Now the business case is: ₹27L labor savings + ₹5.4 crore revenue uplift + ₹2.5 crore compliance risk reduction = ₹8.17 crore in annual benefit for ₹5L implementation cost and ₹3L annual operating cost. Payback: 5 days. ROI: 155x annually.

That's not a maybe. That's a yes.

How to Frame the Decision

The framing matters as much as the numbers. You're not asking the finance team to choose between "do AI" and "do nothing." You're asking them to choose between "grow without AI" and "grow with AI."
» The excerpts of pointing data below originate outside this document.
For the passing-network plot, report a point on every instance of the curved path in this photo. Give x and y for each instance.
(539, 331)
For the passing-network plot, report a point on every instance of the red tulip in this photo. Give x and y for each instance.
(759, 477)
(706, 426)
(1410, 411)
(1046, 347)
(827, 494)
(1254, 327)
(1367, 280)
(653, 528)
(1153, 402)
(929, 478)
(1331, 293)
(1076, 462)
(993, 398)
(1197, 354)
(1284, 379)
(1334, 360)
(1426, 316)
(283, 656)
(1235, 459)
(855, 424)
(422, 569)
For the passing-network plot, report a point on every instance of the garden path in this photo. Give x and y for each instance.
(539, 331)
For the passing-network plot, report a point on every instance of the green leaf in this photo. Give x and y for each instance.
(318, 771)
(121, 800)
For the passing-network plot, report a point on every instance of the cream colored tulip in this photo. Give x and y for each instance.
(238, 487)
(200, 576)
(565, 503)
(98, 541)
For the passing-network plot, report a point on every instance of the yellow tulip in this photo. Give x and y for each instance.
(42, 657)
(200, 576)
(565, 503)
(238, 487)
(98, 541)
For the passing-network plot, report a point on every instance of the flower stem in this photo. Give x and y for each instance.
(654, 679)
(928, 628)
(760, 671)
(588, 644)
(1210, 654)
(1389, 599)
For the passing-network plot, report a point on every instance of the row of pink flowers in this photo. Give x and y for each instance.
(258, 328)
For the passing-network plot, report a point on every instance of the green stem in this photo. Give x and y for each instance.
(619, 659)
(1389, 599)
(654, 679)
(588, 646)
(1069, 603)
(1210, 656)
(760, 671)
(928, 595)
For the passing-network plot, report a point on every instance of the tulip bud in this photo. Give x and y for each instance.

Here's the framing: "The NBFC is growing at 40% year-on-year. To handle next year's volume, we either hire three more operations people at ₹10L per person fully loaded (₹30L cost), plus some overhead, for a total ₹35L in additional fixed cost. Or we deploy a KYC AI agent for ₹5L initial and ₹3L annual. The KYC agent handles 3x the current volume, so we don't need to hire additional headcount, and we actually free up 30 hours per week per person for higher-value work. The cost to scale is either ₹35L annually in headcount or ₹3L annually in AI. We're asking you which."

That's not a risky bet on an unproven technology. That's a choice between two known costs. One costs more and scales slowly. One costs less and scales faster. The finance team chooses the cheaper option.

Timeline and Accountability

Finally, specify the timeline clearly and assign ownership. Not "implement in Q2," which is vague. "Week 1-2: system configuration and training data prep. Week 3-4: pilot with 10% of KYCs. Week 5-6: measure pilot results and rollout decision. Week 7-12: full deployment and monitoring." Someone owns each phase. Someone is accountable for hitting the projected hours saved and revenue uplift.

When the AI doesn't save the projected hours, you know the specific reason because someone is measuring it. When it does save the hours, you have proof and can allocate the freed-up time to higher-value work. The business case becomes something the organization actually tracks against reality instead of something that gets filed and forgotten.

That's how AI projects that start with strong business cases actually deliver on their promises.